The 401k Plan Choices

A 401k plan is designed to help people save money for their retirement years. The system is in place to encourage people to put aside money now so that they will have funds many years down the road. The incentive for any individual to do this is to get 401k matching contributions from their employer. One must also understand the tax considerations that are in place. The tax considerations are for most people an incentive, but for some they may actually be a deterrent.

It is the tax that is the main concern for most responsible citizens who are able to save money with their 401k investing and not need it until much later in life. With a 401k retirement plan, the money you earn in your account is not taxed until you withdraw it. The principle here is that people withdrawing from their 401k accounts will likely be retired and therefore in a lower tax bracket than when they were making their money. For some people, though, being taxed when withdrawing funds from their 401k will not be financially advantageous and this has led to many choosing Roth 401k plans.

Besides the regular 401k plan, the Roth plan is an option for individuals who are confident that they will be in a higher tax bracket when they retire, than the tax bracket they are currently in. Therefore, with a Roth plan, tax is paid in the same year as the money is earned, creating a fund full of after-tax dollars. This money can then be withdrawn when the account owner has retired and no tax will need to be paid at that time.

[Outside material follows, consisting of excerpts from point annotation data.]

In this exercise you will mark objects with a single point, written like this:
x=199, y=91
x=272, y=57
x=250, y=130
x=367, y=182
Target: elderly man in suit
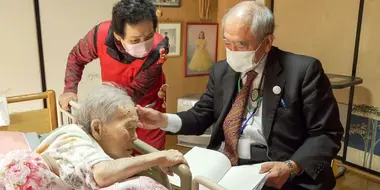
x=267, y=105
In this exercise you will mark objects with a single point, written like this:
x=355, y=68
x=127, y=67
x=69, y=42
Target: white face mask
x=242, y=61
x=139, y=50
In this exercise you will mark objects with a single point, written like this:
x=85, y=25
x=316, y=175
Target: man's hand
x=65, y=98
x=170, y=158
x=279, y=173
x=150, y=118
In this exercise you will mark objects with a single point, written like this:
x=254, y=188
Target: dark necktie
x=234, y=118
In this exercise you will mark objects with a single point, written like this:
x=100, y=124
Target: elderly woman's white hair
x=256, y=15
x=101, y=103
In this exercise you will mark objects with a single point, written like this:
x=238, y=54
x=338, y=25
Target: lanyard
x=254, y=109
x=251, y=115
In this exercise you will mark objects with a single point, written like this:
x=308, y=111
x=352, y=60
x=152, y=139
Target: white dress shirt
x=253, y=132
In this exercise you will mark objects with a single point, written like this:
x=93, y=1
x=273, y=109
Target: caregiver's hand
x=65, y=98
x=150, y=118
x=171, y=158
x=162, y=94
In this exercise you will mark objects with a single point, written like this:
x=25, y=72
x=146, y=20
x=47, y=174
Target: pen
x=284, y=104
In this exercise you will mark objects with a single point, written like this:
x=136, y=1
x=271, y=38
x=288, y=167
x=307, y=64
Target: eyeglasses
x=240, y=45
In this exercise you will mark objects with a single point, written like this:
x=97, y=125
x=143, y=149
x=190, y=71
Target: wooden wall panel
x=368, y=66
x=19, y=65
x=63, y=24
x=323, y=29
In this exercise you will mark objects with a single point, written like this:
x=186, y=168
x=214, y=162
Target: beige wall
x=63, y=23
x=19, y=65
x=369, y=57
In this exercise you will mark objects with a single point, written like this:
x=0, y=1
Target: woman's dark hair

A Roth 401k is not the way to go for individuals currently earning a significant amount of money, and planning to be in a lower tax bracket when they are at retirement age. There are other considerations as well, like the fact that money in a Roth account cannot be moved to a regular 401k account. As well, there are not many employers out there willing to offer Roth plans, due to the extra administration required to offer the standard 401k retirement plans in addition to the Roth ones.

The standard Roth or 401k plan are similar in purpose, in that they are both there to encourage and enable people to save money for their retirement. The differences in how the funds in the accounts are taxed will be the main deciding factor in choosing which plan works best for you. As with most long-term investment strategies, having a mix of different funds will probably result in the best retirement strategy.